In entrambi in casi (“high skilled” and “low skilled”) l’immigrazione risulta essere un sintomo piuttosto che la causa del problema. Riducendo l’immigrazione si può eliminare il sintomo (ridurre il numero di lavoratori stranieri) senza affrontare il problema (per esempio, aumentando i salari minimi, incentivando l’impiego dei disoccupati intervenendo sul sistema di sussidi pubblici, sviluppando programmi di training specifico per alcuni occupazioni, ecc., in modo da favorire l’occupazione locale). Prendiamo l’esempio del sistema sanitario del Regno Unito: il 10% dei dottori è composto da immigrati provenienti da paesi dell’Ue. Pensare di poter fare a meno di tale forza lavoro, almeno nel breve medio periodo (Jeremy Hunt, ministro della Salute, ha recentemente dichiarato di voler formare un maggior numero di dottori locali, ma questo richiederà tempo, investimenti, decisione politica, ecc.) non è ipotizzabile. 

3) Il caso delle Università. La Brexit potrebbe avere effetti particolarmente negativi in questo settore (in UK circa il 6% degli studenti proviene da paesi Ue, così come il 18% del personale accademico di ricerca e insegnamento). A seconda infatti di come sarà sviluppata (conferma ulteriore della necessita di maggiore chiarezza) è plausibile ipotizzare una situazione in cui sia più difficile per le università assumere personale dall’Ue, accettare studenti dall’Ue, partecipare a progetti di ricerca internazionale, accedere a fondi di ricerca europei, sviluppare collaborazioni internazionali, ecc.

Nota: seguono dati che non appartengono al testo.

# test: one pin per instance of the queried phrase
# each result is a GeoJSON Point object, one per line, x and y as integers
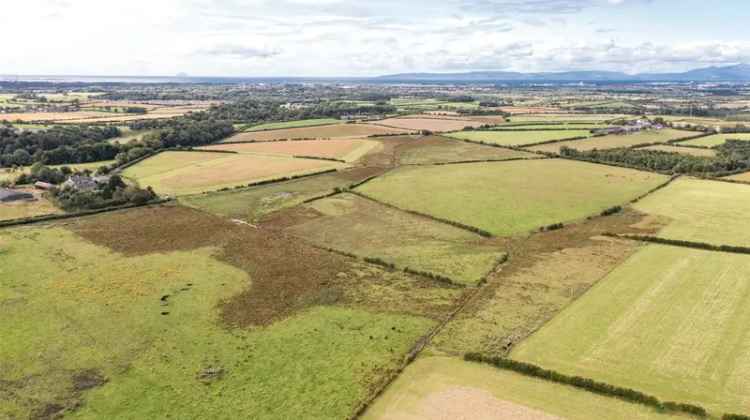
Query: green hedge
{"type": "Point", "coordinates": [587, 384]}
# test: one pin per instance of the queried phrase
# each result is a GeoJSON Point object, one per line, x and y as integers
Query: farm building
{"type": "Point", "coordinates": [8, 195]}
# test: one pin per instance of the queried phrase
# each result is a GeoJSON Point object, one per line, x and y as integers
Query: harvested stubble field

Occorre ricordare che il settore universitario è uno dei fiori all’occhiello del Regno Unito, non solo per il suo prestigio riconosciuto a livello internazionale, ma anche per il suo impatto economico interno (un recente studio di Universities UK ha evidenziato come le università abbiano generato 73 miliardi di sterline di output per l’economia e contribuito circa al 3% del Pil nell’anno 2014/15). Per quali ragioni si corre il rischio di compromettere pesantemente un settore così positivo del tessuto economico e sociale britannico? Il rischio è reale? Domande per ora senza risposta.

In conclusione, in questa fase si può dire che il punto essenziale per il Regno Unito sia capire che cosa effettivamente la Brexit possa implicare, quali siano le strategie e gli obiettivi, i benefici attesi, i rischi, le sfide, ecc. Risulta quasi artificioso dibattere se la Brexit sia giusta o sbagliata (alla luce tra l’altro di un consenso diffuso per il quale l’Unione europea necessiti di riforme) senza sapere di cosa effettivamente si tratti: il discorso di May lascia parecchi interrogativi aperti in proposito.